The au’it solemnly wrote her account, perched primly on a pile of their baggage awaiting beasts to carry it.
The beasts tired, the slaves put out a great effort, and caught one after another of the rebel animals. They had traded two of the beasts to the lord of Pori, and by refitting the saddles with side poles, made their other excess animals into pack beasts, but those complained about the loading, and hated the poles. It was all a swirl of bawling beasts and complaints and calls for this and that item in the most possible confusion.
The water-au’it meanwhile measured out the flow by which they filled all the waterskins, theirs and those large ones the beasts carried, to the brim. They favored themselves, at the Ila’s charge, with a last, full drink from the sweet water, and the lord of the village, not disparaging madmen who paid well, gave each of them a fresh fruit, even the slaves.
It was a welcome surprise. Tofi was ready, however, and gave the lord a token, one of their fine bronze heating-mirrors, wrapped in soft leather.

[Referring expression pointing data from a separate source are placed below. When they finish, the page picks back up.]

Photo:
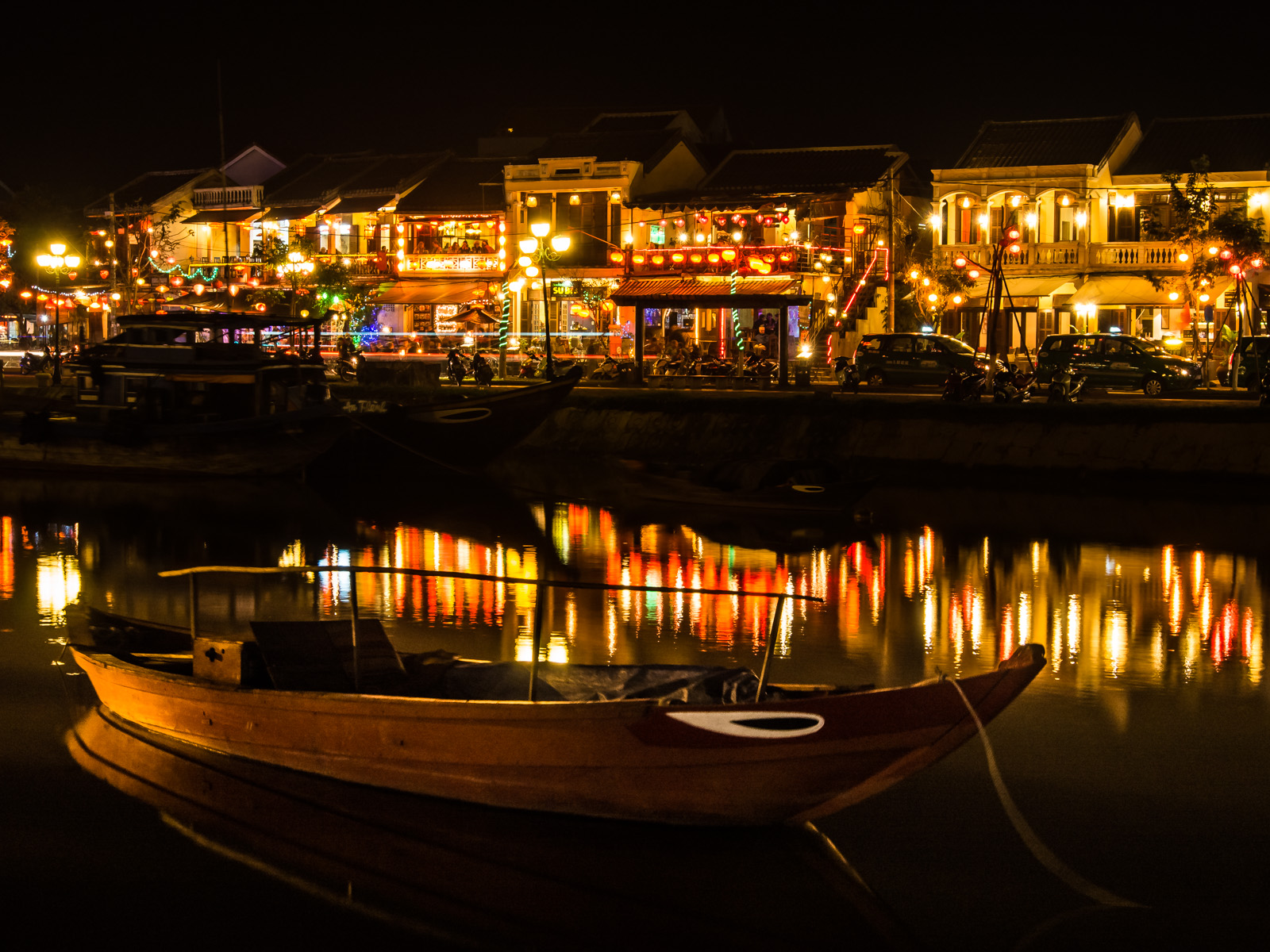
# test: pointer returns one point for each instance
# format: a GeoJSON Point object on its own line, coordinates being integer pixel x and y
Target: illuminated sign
{"type": "Point", "coordinates": [452, 263]}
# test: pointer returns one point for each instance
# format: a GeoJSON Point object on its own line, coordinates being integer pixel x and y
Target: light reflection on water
{"type": "Point", "coordinates": [1105, 615]}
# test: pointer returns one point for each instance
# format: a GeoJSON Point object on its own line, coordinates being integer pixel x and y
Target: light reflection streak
{"type": "Point", "coordinates": [1191, 613]}
{"type": "Point", "coordinates": [57, 584]}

“Count this, too, from the Ila,” Marak said in all honesty.
“We look forward to your return,” the lord of Pori said, bowed deeply and cherished the big mirror against his heart.
Would they? Marak asked himself. He had not asked himself that question in their stay here. It was their mission. But would they?

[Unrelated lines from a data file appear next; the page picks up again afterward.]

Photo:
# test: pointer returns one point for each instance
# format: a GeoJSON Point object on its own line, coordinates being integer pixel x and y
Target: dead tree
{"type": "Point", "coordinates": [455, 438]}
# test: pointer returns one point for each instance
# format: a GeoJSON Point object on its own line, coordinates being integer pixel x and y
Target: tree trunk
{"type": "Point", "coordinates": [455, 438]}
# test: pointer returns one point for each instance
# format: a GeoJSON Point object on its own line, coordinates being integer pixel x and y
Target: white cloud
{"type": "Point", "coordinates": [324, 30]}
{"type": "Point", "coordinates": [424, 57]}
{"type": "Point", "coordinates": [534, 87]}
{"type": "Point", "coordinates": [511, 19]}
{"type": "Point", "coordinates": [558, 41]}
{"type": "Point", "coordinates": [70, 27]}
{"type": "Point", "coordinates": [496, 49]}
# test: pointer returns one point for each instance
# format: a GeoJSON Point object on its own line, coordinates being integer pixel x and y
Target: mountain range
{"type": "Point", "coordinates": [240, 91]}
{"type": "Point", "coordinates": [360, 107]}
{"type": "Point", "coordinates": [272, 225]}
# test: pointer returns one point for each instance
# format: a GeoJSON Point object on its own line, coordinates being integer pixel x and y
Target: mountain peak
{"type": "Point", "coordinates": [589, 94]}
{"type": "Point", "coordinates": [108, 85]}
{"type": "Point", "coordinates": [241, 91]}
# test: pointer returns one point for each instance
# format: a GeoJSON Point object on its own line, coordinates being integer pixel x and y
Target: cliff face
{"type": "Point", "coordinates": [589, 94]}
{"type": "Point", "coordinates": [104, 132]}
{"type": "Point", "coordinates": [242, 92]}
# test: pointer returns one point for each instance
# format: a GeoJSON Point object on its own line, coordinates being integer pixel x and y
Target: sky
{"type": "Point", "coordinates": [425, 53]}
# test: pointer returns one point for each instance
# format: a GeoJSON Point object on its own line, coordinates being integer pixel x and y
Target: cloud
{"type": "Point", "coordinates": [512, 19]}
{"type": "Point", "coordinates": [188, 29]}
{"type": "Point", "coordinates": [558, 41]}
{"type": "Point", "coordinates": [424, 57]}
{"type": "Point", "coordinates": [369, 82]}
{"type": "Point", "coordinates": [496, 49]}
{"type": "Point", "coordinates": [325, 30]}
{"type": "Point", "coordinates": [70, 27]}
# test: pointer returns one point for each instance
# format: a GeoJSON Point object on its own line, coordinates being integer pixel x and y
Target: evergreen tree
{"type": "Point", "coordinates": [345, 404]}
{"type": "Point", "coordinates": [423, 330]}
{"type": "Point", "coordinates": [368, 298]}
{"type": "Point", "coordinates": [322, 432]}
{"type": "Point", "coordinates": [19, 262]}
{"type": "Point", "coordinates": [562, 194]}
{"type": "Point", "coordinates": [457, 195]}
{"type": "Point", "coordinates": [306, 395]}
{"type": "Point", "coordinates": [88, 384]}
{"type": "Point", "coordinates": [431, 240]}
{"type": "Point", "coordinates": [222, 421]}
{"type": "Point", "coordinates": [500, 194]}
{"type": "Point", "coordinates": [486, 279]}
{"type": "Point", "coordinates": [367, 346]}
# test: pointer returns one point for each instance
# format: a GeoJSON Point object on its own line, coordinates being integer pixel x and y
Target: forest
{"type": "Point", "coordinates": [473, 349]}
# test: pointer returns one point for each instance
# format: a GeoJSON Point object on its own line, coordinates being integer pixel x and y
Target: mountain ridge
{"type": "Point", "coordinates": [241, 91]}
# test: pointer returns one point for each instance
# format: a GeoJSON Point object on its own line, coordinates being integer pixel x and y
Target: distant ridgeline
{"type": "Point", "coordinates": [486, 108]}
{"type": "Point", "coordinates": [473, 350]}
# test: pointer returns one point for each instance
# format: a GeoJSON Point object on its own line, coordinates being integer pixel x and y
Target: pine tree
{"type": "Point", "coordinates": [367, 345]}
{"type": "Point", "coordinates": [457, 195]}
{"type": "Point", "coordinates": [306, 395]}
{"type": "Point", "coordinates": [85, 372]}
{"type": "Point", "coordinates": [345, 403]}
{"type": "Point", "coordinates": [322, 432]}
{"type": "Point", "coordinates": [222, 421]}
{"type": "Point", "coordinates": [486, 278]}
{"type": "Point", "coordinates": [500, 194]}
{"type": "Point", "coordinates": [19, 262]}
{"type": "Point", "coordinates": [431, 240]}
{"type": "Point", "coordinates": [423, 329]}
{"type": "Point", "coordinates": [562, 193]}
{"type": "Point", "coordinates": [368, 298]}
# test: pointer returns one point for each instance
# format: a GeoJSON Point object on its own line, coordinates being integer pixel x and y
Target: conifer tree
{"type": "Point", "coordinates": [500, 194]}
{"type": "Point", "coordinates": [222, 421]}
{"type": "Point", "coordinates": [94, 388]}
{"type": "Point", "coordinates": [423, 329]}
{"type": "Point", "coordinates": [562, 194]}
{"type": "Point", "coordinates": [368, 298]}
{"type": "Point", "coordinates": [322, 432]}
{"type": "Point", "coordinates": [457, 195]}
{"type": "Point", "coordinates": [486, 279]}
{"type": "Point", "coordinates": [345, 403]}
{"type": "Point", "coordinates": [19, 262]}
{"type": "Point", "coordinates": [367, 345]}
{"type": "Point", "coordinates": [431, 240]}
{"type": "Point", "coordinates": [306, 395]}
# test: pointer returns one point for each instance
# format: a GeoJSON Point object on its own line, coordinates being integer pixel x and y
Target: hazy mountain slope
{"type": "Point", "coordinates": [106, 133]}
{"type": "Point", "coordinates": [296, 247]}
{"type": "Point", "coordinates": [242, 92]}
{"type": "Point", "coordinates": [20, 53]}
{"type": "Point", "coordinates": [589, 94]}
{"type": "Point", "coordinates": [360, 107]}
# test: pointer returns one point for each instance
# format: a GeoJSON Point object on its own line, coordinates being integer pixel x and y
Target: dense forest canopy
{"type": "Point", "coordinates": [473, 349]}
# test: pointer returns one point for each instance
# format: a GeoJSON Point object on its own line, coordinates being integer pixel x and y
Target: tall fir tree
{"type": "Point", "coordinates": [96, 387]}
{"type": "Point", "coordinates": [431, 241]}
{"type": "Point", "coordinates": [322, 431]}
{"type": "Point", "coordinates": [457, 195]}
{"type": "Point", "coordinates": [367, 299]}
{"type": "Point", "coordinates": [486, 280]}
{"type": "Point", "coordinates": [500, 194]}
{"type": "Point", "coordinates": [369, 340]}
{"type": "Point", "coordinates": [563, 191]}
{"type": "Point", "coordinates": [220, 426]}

The lord’s wife presented a bundle of dried fruit, which was a fine gift, too, one which Marak did not intend to hoard to himself; but by now he feared he was not as expressive as he wished. Marak, Marak, the voices were saying and in his head he saw the cave of suns and imagined Kassan and Foragi descending rocks, afoot, in danger. In his blood was a fever to be moving he had not felt since the Ila’s hall. Structures of fire shot through his vision, and the sweet-sour taste of the living fruit, dripping with juices, provided its own distraction. He bid farewell with juice-wet fingers and kept the pit in his mouth, too distracted for conversation or wit.